Alas Kedaton adalah obyek wisata alam berupa kawasan hutan lindung dengan luas kira-kira 12 hektar dan di tengah hutannya ada Pura Dalem Kahyangan Kedaton. Kawasan hutan lindung ini juga dihuni oleh ratusan kera (macaca fascicularis) dan kalong (pteropus vampyrus) yang bergelayutan di dahan-dahan pohon.
Alas Kedaton berada di desa Kukuh, Kecamatan Marga, Kabupaten Tabanan, berjarak kira-kira 35 km atau kira-kira satu jam dari ibukota Denpasar. Alas Kedaton ditumbuhi kira-kira 24 jenis tumbuh-tumbuhan yang diantaranya adalah pohon Dau, Mahoni, Kayu Adeng, Klampuak, dll.

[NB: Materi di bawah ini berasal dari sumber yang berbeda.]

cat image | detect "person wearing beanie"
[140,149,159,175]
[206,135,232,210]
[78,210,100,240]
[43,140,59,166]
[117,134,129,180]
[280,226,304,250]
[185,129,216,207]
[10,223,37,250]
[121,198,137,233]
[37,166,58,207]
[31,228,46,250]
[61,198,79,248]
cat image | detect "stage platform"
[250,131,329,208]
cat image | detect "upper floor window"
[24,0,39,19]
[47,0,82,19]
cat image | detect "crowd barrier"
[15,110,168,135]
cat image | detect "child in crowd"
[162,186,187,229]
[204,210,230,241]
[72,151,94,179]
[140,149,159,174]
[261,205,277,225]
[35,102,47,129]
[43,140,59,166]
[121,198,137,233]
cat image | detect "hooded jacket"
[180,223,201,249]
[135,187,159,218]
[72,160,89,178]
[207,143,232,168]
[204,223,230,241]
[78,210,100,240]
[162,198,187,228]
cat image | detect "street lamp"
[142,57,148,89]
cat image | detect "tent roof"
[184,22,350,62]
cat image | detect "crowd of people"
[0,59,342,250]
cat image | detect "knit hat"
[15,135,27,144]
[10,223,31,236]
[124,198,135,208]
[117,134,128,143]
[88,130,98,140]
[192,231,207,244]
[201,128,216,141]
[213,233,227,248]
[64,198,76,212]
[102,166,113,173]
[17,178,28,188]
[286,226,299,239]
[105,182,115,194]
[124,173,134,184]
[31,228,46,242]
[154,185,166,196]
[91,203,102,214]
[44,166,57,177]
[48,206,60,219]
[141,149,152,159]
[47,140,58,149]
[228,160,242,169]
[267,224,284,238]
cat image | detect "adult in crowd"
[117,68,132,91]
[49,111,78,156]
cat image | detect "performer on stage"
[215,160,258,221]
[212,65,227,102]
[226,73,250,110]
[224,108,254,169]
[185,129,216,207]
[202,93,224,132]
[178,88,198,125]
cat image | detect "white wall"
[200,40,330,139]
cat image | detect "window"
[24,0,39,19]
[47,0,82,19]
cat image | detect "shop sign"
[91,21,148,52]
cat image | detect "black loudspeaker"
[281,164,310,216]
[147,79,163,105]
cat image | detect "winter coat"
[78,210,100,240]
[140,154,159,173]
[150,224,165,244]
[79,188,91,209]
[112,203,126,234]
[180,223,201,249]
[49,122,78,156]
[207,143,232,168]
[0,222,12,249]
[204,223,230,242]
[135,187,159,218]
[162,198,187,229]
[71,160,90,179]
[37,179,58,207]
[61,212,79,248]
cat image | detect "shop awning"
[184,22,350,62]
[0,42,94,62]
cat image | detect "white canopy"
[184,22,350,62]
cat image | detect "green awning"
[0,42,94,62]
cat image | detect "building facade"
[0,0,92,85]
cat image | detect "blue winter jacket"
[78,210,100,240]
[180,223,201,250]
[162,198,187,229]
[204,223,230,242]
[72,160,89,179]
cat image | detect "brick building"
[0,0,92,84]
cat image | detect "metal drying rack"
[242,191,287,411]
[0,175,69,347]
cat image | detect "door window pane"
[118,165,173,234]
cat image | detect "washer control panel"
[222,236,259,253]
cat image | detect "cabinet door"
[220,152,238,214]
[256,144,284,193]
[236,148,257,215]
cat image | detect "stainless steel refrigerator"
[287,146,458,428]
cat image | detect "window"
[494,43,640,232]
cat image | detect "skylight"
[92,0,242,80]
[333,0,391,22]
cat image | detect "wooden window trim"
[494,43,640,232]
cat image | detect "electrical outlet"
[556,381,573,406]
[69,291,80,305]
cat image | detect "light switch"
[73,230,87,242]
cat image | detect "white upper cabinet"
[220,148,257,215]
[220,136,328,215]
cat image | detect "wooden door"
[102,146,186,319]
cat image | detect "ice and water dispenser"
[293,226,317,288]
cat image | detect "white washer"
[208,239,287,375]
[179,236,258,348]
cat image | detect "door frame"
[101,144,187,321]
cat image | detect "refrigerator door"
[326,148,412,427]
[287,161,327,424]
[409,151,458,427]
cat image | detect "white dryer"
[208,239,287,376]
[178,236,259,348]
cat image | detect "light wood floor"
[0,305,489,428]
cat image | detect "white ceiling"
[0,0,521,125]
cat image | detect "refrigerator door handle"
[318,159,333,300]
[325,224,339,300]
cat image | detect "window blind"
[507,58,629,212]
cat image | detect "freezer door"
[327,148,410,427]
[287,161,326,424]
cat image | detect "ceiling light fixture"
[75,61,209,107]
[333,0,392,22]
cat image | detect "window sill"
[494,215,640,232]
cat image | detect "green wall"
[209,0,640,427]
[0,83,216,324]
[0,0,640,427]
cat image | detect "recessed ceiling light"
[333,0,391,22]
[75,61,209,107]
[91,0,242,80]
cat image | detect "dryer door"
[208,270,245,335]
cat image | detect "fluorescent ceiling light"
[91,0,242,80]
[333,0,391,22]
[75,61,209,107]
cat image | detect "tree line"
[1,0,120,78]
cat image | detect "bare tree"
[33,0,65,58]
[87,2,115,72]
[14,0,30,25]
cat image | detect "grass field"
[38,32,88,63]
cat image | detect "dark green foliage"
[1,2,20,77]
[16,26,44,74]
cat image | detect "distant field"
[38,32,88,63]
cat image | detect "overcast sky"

Pada sudut tenggara hutan ini ada sebidang tanah yang oleh masyarakat searea dianggap sebagai area kuburan kera. (pernah diteliti oleh Tim Peneliti Arkeologi Universitas Udayana, hasilnya tidak ditemukan bukti adanya tulang-tulang kera). Untuk menuju kawasan ini begitu mudah, di ujung selatan desa Kukuh membelok ke arah timur dan jalan raya yang menghubungkan ke lokasi ini cukup baik.
Pada saat memasuki Alas Kedaton, setiap pengunjung akan disambut oleh ratusan kera, yang kadang kala mendekati atau menghampiri pengunjung. Hal ini menjadi suatu atraksi yang mengundang kelucuan karena tingkah laku kera-kera di Alas Kedaton, yang telah berteman dengan manusia sejak dahulu sehingga jinak terhadap setiap pengunjung.
Hanya saja, jangan sampai mengganggu atau menyakiti kera-kera tersebut karena hutan dan populasi lainnya yang berada di kawasan hutan lindung Alas Kedaton oleh masyarakat searea dikeramatkan dan dianggap milik dewa.
Hari jadi atau piodalan pura ini diadakan setiap 6 bulan sekali (210 hari), yaitu pada hari Selasa Kliwon Wuku Medangsia. Dalam penyelenggaraan upacaranya dilakukan pada tengah hari dan selesai sebelum matahari terbenam. Selain itu tidak boleh mempergunakan dupa (api), tidak memakai penjor, segehan, dan tabuh rah.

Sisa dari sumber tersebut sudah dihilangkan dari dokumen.